Reperebilità notturna del lavoratore: non è lavoro straordinario

Reperebilità notturna del lavoratore: non è lavoro straordinario

'Reperebilità notturna del lavoratore: non è lavoro straordinario'
Reperebilità notturna del lavoratore: non è lavoro straordinario

Con la sentenza n. 32418 del 22 novembre 2023, la Corte di Cassazione ha precisato che le ore di reperibilità notturna non vanno pagate con le maggiorazioni contemplate per il lavoro straordinario, bensì con un’indennità, in quanto il lavoratore in quel lasso di tempo non esercita alcuna effettiva attività lavorativa.

IL CASO

I giudici d’appello confermavano la sentenza del Tribunale di rigetto delle domande di alcuni lavoratori lavoratori, vigili del fuoco presso una base militare. Le domande azionate erano volte a ottenere la condanna del datore di lavoro alla modifica della turnazione di lavoro e alla corresponsione delle maggiorazioni previste per il lavoro straordinario per le 8 ore di prestazione notturna svolte per ogni turno di lavoro, con detrazione dell'indennità di pernottamento percepita, previa declaratoria di nullità degli artt. 18 e 54 delle Condizioni di impiego (Normativa per il personale civile non statunitense delle FF. AA. USA in Italia, stipulato con le rappresentanze sindacali ed assimilabile, per quanto qui rileva, a contratto collettivo nazionale di lavoro). I giudici di secondo grado ritenevano non fondata la rivendicazione degli appellanti, nel senso che tale pernottamento sul luogo di lavoro, remunerato con indennità di pernottamento, dovesse essere considerato orario di lavoro effettivo, e, contrariamente, ritenevano si trattasse di periodo di riposo intermedio.

LA CENSURA

I lavoratori proponevano ricorso in Cassazione deducendo la nullità della sentenza impugnata, ex art. 360, n. 4, c.p.c., per violazione e falsa applicazione dell’art. 1 d. lgs. n. 66/2003, ed erroneità e contraddittorietà della motivazione della sentenza, relativamente all'interpretazione della nozione di orario di lavoro operata dalla Corte distrettuale, che aveva qualificato il pernottamento presso la base militare in termini di disagio e non di orario di lavoro, anche in relazione ad altri contratti collettivi (non prodotti) e alla giurisprudenza dell’Unione europea in materia. I ricorrenti asserivano che, in base ai principi espressi dalla Corte di Giustizia UE, i periodi di reperibilità, anche senza permanenza sul luogo di lavoro, devono essere qualificati come orario di lavoro; a maggior ragione, se il lavoratore è obbligato alla presenza fisica sul luogo indicato dal datore di lavoro, manifestando una sostanziale disponibilità nei confronti di quest’ultimo, al fine di intervenire immediatamente in caso di necessità. Inoltre, evidenziavano che, secondo la nozione UE, la definizione di orario di lavoro va intesa in opposizione a quella di riposo, con reciproca esclusione delle due nozioni.
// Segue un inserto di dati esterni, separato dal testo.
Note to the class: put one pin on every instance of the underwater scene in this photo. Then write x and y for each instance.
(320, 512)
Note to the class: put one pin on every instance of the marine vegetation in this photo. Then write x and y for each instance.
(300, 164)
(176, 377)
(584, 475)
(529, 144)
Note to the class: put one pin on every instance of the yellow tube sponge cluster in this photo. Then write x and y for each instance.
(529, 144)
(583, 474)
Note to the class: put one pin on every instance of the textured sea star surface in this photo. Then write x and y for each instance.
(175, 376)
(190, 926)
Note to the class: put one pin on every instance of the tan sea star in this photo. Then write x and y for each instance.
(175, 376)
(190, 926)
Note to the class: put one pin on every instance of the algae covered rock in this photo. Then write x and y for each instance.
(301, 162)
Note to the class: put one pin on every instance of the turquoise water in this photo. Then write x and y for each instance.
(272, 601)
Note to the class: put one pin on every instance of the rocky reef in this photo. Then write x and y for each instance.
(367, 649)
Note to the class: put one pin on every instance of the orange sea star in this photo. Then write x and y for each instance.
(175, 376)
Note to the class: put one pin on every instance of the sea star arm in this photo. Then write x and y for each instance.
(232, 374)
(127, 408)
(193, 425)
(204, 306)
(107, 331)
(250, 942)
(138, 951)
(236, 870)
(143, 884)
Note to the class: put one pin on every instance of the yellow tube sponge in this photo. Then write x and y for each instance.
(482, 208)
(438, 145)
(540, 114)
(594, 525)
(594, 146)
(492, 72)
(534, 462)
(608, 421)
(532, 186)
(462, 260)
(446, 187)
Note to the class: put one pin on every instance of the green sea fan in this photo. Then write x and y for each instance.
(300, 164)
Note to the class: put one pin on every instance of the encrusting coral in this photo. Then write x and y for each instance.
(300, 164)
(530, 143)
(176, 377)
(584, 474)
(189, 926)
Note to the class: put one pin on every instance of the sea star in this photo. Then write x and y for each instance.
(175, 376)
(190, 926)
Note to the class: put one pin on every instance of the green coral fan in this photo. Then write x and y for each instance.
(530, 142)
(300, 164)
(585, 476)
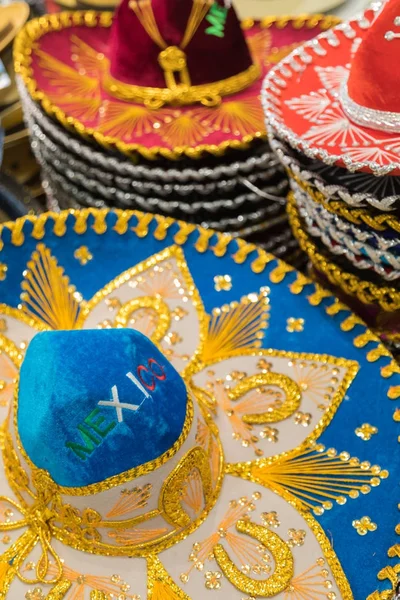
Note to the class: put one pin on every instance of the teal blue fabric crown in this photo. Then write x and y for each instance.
(95, 403)
(95, 248)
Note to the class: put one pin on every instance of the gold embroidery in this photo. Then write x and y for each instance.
(83, 255)
(38, 28)
(315, 477)
(147, 305)
(59, 590)
(47, 293)
(273, 414)
(171, 491)
(209, 94)
(366, 431)
(237, 326)
(364, 525)
(222, 283)
(281, 553)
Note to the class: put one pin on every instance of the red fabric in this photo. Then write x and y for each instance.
(373, 80)
(134, 56)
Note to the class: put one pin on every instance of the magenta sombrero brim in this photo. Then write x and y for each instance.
(62, 62)
(302, 99)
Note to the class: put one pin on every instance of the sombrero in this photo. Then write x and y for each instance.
(257, 9)
(84, 71)
(12, 18)
(190, 420)
(343, 165)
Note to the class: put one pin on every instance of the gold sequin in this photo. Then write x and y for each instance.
(303, 419)
(83, 255)
(366, 431)
(35, 594)
(213, 580)
(364, 525)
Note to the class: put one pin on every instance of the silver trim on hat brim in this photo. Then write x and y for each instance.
(381, 120)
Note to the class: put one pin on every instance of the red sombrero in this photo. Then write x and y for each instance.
(163, 78)
(336, 99)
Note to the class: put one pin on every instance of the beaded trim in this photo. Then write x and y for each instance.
(369, 117)
(358, 216)
(388, 298)
(35, 29)
(337, 191)
(360, 254)
(297, 62)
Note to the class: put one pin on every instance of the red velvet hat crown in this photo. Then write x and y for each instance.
(178, 51)
(371, 97)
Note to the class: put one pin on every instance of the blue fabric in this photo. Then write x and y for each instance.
(64, 377)
(366, 402)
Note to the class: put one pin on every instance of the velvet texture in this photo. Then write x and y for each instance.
(134, 55)
(64, 377)
(362, 557)
(373, 75)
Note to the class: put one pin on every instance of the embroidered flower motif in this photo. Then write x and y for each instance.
(271, 519)
(223, 283)
(35, 594)
(213, 580)
(294, 325)
(366, 431)
(297, 537)
(364, 525)
(83, 255)
(302, 419)
(3, 271)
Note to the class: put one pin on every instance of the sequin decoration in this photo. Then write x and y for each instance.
(366, 431)
(3, 271)
(364, 525)
(35, 594)
(294, 325)
(83, 255)
(213, 580)
(223, 283)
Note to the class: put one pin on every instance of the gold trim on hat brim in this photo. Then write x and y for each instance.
(367, 292)
(16, 14)
(56, 22)
(208, 94)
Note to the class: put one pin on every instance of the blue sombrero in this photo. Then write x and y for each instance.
(193, 419)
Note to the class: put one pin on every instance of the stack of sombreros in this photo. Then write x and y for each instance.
(159, 110)
(19, 174)
(333, 116)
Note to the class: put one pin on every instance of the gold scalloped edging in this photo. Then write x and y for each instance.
(388, 298)
(202, 244)
(37, 28)
(358, 216)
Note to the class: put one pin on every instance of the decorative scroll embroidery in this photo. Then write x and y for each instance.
(255, 401)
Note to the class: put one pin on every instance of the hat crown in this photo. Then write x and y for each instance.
(372, 83)
(94, 404)
(112, 442)
(206, 36)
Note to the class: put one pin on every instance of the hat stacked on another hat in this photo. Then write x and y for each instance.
(333, 113)
(159, 110)
(20, 174)
(185, 418)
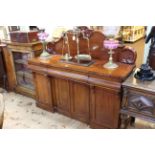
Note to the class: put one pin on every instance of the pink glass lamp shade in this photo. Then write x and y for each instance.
(110, 44)
(42, 37)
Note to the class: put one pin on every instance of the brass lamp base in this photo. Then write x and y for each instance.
(45, 55)
(110, 65)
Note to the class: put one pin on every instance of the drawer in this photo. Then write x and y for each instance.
(140, 102)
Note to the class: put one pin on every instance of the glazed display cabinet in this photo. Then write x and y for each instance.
(20, 78)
LA PRONUNCIA DELLA CORTE DI CASSAZIONE

I giudici di legittimità confermavano quanto statuito dai giudici di merito, pertanto davano torto ai lavoratori ricorrenti. Gli Ermellini sottolineavano che il periodo di guardia presso il datore di lavoro, deve ritenersi, ai fini della retribuzione, quale periodo durante il quale non viene di regola svolto alcun lavoro effettivo, rispetto ai periodi nel corso dei quali vengono realmente effettuate delle prestazioni di lavoro, e che il mancato pagamento di detta porzione dell’orario lavorativo quale lavoro straordinario, non risulta contrario alla normativa europea e nazionale. L'obbligo di essere fisicamente presente nel luogo stabilito dal datore di lavoro è di natura tale da limitare in modo oggettivo la possibilità del lavoratore di dedicarsi ai propri interessi personali e sociali, pertanto le ore di guardia devono essere ritenute come orario di lavoro. In tali casi, chiarivano i giudici di piazza Cavour, al prestatore di lavoro spetta soltanto un’indennità, piuttosto che le maggiorazioni previste per il lavoro straordinario. Per la Suprema Corte, la ricostruzione dei ricorrenti in termini di dicotomia tra orario di lavoro e periodo di riposo, in base alla normativa dell’Unione europea, come interpretata dalla Corte di Giustizia e come attuata nella normativa italiana, era condivisibile, ma non determinava l’accoglimento della domanda. In virtù di ciò, il Tribunale Supremo rigettava il ricorso dei lavoratori e condannava questi ultimi alla rifusione delle spese del giudizio di legittimità.